Discussion in 'Miscellaneous' started by vampo, Mar 23, 2013.

Mods: BlueLuigi
  1. FuzzyBlueBaron

    FuzzyBlueBaron Warm, Caring, Benign, Good and Kind Philanthrope Global Moderator Forum Moderator Donator Tester
    1. The Young Blood Collective - [YB]

    Messages:
    2,508
    Thank you, RC.

    Now, without having bought the book (it being hideously expensive once you include shipping to Australia-- although, I may order it and ship it to my parent's-in-law where I can pick it up next time I'm in the US) I obviously can't get a full look at his arguments against competition, but having read through the articles here (http://www.alfiekohn.org/articles_subject.htm#null) most of his work is looking at how competition affects education & work environments. There are pieces that address play (http://www.psychologytoday.com/blog...1/five-not-so-obvious-propositions-about-play) and competition in sports (http://www.alfiekohn.org/miscellaneous/compsports.htm) but neither of them really address the 2 points I made regarding the underlying assumptions surrounding the competition:entertainment paradigm (NB: I've included the point before my 2 main points to help give context):

    Now, I concede that there may be things I've missed due to not having physically read his book, but in my scholarly opinion I feel there are factors Kohn has not addressed that render his claim 'competition == bad' only partially true. Just because competition in entertainment & recreation can lead to negativeness does not mean it always will-- and until, at a bare minimum, the factors I listed in the above quote are addressed the claim that 'competition always makes for poorer entertainment' is (and will remain) suspect/spurious/silly.
    ----

    I apologise that your discussion was chopped up like that, but it was (as a number of people had pointed out) hideously off-topic.

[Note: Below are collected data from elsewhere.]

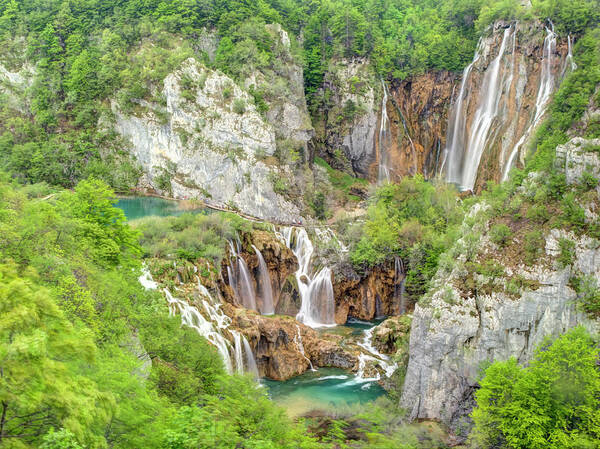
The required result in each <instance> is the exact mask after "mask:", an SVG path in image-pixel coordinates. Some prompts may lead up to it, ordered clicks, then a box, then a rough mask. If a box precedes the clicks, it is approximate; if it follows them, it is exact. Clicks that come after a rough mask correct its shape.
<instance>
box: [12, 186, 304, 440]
mask: <svg viewBox="0 0 600 449" xmlns="http://www.w3.org/2000/svg"><path fill="white" fill-rule="evenodd" d="M0 176H2V177H1V178H0V234H1V235H2V239H0V260H2V261H3V263H2V264H0V366H1V372H2V376H1V377H2V381H1V382H0V413H1V414H2V416H3V419H0V445H2V447H6V448H19V449H25V448H29V447H42V448H44V449H59V448H61V449H64V448H70V449H83V448H87V449H92V448H104V447H114V448H132V449H137V448H141V447H143V448H158V447H169V448H170V447H173V448H174V447H177V448H179V447H211V448H213V447H222V448H230V447H232V446H231V442H232V441H235V442H236V444H237V443H240V444H242V445H241V446H238V447H253V448H254V447H264V448H267V447H268V448H284V447H285V448H287V447H313V446H314V444H315V443H314V442H313V440H312V439H311V438H309V437H306V436H305V435H304V432H303V430H302V428H301V427H297V426H295V425H293V424H292V423H291V422H290V421H288V419H287V418H286V417H285V416H284V415H283V412H282V411H281V410H280V409H278V408H276V407H275V406H274V405H273V404H272V403H271V402H270V401H268V400H267V398H266V395H265V392H264V391H263V389H262V388H257V387H256V385H255V384H254V383H253V382H250V381H249V380H248V379H243V378H235V377H231V376H228V375H225V374H224V368H223V364H222V361H221V358H220V356H219V355H218V353H217V351H216V350H215V349H214V348H213V347H212V346H210V345H209V344H208V343H207V342H206V340H205V339H204V338H202V337H200V336H199V335H198V334H197V333H196V332H195V331H193V330H190V329H187V328H181V326H180V320H179V318H177V317H175V318H172V317H169V316H168V313H167V310H168V309H167V307H166V305H165V302H164V299H163V298H162V295H161V294H158V293H156V292H152V291H145V290H144V289H143V288H142V287H141V285H140V284H139V282H138V279H137V277H138V276H139V274H140V266H141V259H140V253H141V249H140V246H139V244H138V237H139V236H140V234H139V233H138V231H135V230H133V229H131V228H130V227H129V225H128V224H126V223H125V222H124V216H123V212H122V211H121V210H120V209H115V208H114V207H113V204H114V202H115V201H116V199H115V198H114V194H113V193H112V192H111V191H110V190H109V189H108V188H107V186H106V185H105V184H103V183H101V182H99V181H96V180H90V181H82V182H80V183H79V184H78V185H77V187H76V188H75V191H74V192H69V191H64V192H58V193H56V194H53V195H46V194H47V193H48V188H47V187H46V186H43V185H37V186H30V187H27V188H21V187H18V186H16V185H13V184H11V183H10V182H8V181H7V180H6V177H5V176H4V175H0ZM196 218H200V216H198V217H194V216H183V217H180V218H179V219H178V220H180V221H179V223H184V222H185V221H186V220H188V221H189V220H192V221H193V220H194V219H196ZM203 218H205V219H209V218H208V217H203ZM190 223H191V222H190ZM167 227H168V226H167ZM174 245H175V243H174ZM144 359H146V360H149V362H151V363H150V364H149V365H146V362H144ZM249 397H252V398H254V399H253V400H252V401H248V400H247V398H249ZM242 406H243V411H244V413H235V412H234V410H242ZM187 416H193V420H192V422H193V423H194V424H195V425H197V426H198V427H197V428H196V431H195V432H196V433H195V434H194V433H193V432H192V433H190V434H189V436H188V432H187V430H188V427H186V426H189V425H191V424H192V422H187V424H186V422H184V421H185V419H184V418H185V417H187ZM215 417H218V419H216V420H215ZM216 422H218V425H219V426H220V429H221V431H220V432H219V434H218V435H217V436H215V434H213V433H202V432H201V429H209V428H210V427H211V426H212V425H213V424H214V423H216ZM182 426H183V427H182ZM198 432H200V433H202V435H200V434H199V433H198ZM194 435H196V437H198V438H201V439H202V443H201V442H199V441H197V440H196V441H194V440H193V437H194ZM221 436H222V437H223V438H221ZM290 442H293V446H290V444H291V443H290ZM199 444H200V446H198V445H199ZM201 444H204V445H201Z"/></svg>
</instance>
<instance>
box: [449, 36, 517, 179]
mask: <svg viewBox="0 0 600 449" xmlns="http://www.w3.org/2000/svg"><path fill="white" fill-rule="evenodd" d="M514 39H516V26H512V25H511V26H510V27H508V28H506V29H505V30H504V36H503V38H502V44H501V45H500V50H499V52H498V55H497V56H496V58H494V60H493V61H492V63H491V64H490V67H489V68H488V69H487V71H486V73H485V76H484V79H483V83H482V86H481V91H480V97H479V106H478V108H477V111H476V112H475V116H474V118H473V122H472V124H471V127H470V130H469V131H470V132H469V138H468V140H467V141H466V145H464V144H463V146H462V147H459V146H458V145H457V146H456V147H452V148H450V152H449V155H448V157H449V158H450V161H451V165H452V167H454V168H456V167H460V170H455V171H454V172H453V173H452V176H448V177H447V179H448V181H450V182H454V183H456V184H457V185H458V186H459V188H460V189H462V190H472V189H473V187H474V186H475V180H476V177H477V171H478V169H479V162H480V160H481V156H482V154H483V151H484V150H485V148H486V146H487V143H488V139H489V134H490V130H491V127H492V123H493V122H494V119H495V118H496V116H497V115H498V111H499V108H498V106H499V104H500V97H501V96H502V92H503V86H504V81H505V80H504V75H505V74H506V73H512V71H513V67H509V69H508V70H501V68H502V64H503V57H504V54H505V52H506V48H507V47H508V46H509V45H510V46H512V45H513V43H514ZM479 51H480V49H478V50H477V53H476V54H475V58H474V60H477V59H478V58H479V54H478V53H479ZM512 63H514V60H513V59H512V58H511V64H512ZM463 81H464V80H463ZM511 81H512V80H511ZM509 87H510V81H509ZM461 90H462V89H461ZM457 118H458V119H459V122H460V123H459V124H458V126H460V128H461V129H465V128H466V117H465V116H464V115H462V114H459V116H458V117H457ZM448 173H449V174H450V172H448Z"/></svg>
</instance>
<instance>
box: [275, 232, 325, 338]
mask: <svg viewBox="0 0 600 449" xmlns="http://www.w3.org/2000/svg"><path fill="white" fill-rule="evenodd" d="M284 239H285V244H286V246H287V247H288V248H290V249H291V250H292V252H293V253H294V255H295V256H296V260H297V261H298V271H296V281H297V283H298V291H299V293H300V299H301V306H300V312H299V313H298V315H296V319H297V320H298V321H300V322H302V323H304V324H306V325H307V326H311V327H322V326H335V302H334V298H333V285H332V283H331V269H330V268H328V267H324V268H322V269H321V271H319V272H318V273H317V274H316V275H315V276H314V277H311V270H310V260H311V257H312V254H313V251H314V248H313V245H312V242H311V241H310V239H309V238H308V234H307V233H306V230H305V229H304V228H297V227H289V228H285V229H284Z"/></svg>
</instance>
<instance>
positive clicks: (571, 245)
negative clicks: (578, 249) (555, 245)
mask: <svg viewBox="0 0 600 449" xmlns="http://www.w3.org/2000/svg"><path fill="white" fill-rule="evenodd" d="M558 246H559V248H560V255H559V256H558V263H559V264H560V265H561V266H562V267H566V266H569V265H571V264H572V263H573V260H574V259H575V242H574V241H572V240H569V239H566V238H560V239H559V240H558Z"/></svg>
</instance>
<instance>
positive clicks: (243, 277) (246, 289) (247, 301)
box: [227, 240, 258, 310]
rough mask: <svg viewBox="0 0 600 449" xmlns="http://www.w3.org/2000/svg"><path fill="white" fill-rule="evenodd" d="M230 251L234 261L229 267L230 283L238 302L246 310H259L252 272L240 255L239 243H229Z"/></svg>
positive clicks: (232, 242)
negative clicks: (241, 305) (238, 245)
mask: <svg viewBox="0 0 600 449" xmlns="http://www.w3.org/2000/svg"><path fill="white" fill-rule="evenodd" d="M229 249H230V252H231V256H232V257H233V258H234V261H232V262H231V264H230V266H229V267H227V275H228V276H229V283H230V285H231V288H232V289H233V291H234V293H235V295H236V297H237V300H238V302H239V303H240V304H241V305H242V306H243V307H245V308H246V309H251V310H258V309H257V308H256V293H255V292H254V285H253V284H252V278H251V276H250V270H249V269H248V265H247V264H246V261H245V260H244V258H243V257H242V256H241V255H240V254H239V248H238V244H237V242H235V243H234V242H232V241H231V240H230V241H229Z"/></svg>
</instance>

If it's any comfort, MM would probably have never read it and Geti will undoubtedly be following the debate wherever it gets moved to. Also, you're free to leave, ofc, but I find it sad that you don't consider 'random strangers' like myself worthy of continuing dialogue-- I know I was enjoying/learning from the debate. :3
     
    Beef likes this.
  2. Reactorcore

    Reactorcore Shark Slayer

    Messages:
    155
    Fair enough, you're showing some real effort with your post, so I'll try to address them.


    It always does actually, especially if the competitions are ongoing and designed around competetiveness at their core (such as leaderboards) and not some other values, like improvement, teamwork, prize or anything else that people might participate for when they enter a competition.

    At its core, competition itself is about defeating someone, so inherent to a competition there is always a winner and always a loser. This is a hard fact. Competition is about winning and losing, not improvement, teamwork, the prize or anything else. Thats the core definition of competition, no more, no less.

    The problem is, people seem to think that:

    Improvement/teamwork/prize/all the good stuff = competition.

    This is wrong. These are all completely seperate. There is absolutely nothing good about competition, but because competition is usually bundled with the good things mentioned above, they make the mistake of assuming that competition itself is good and not realizing that these things are completely seperate.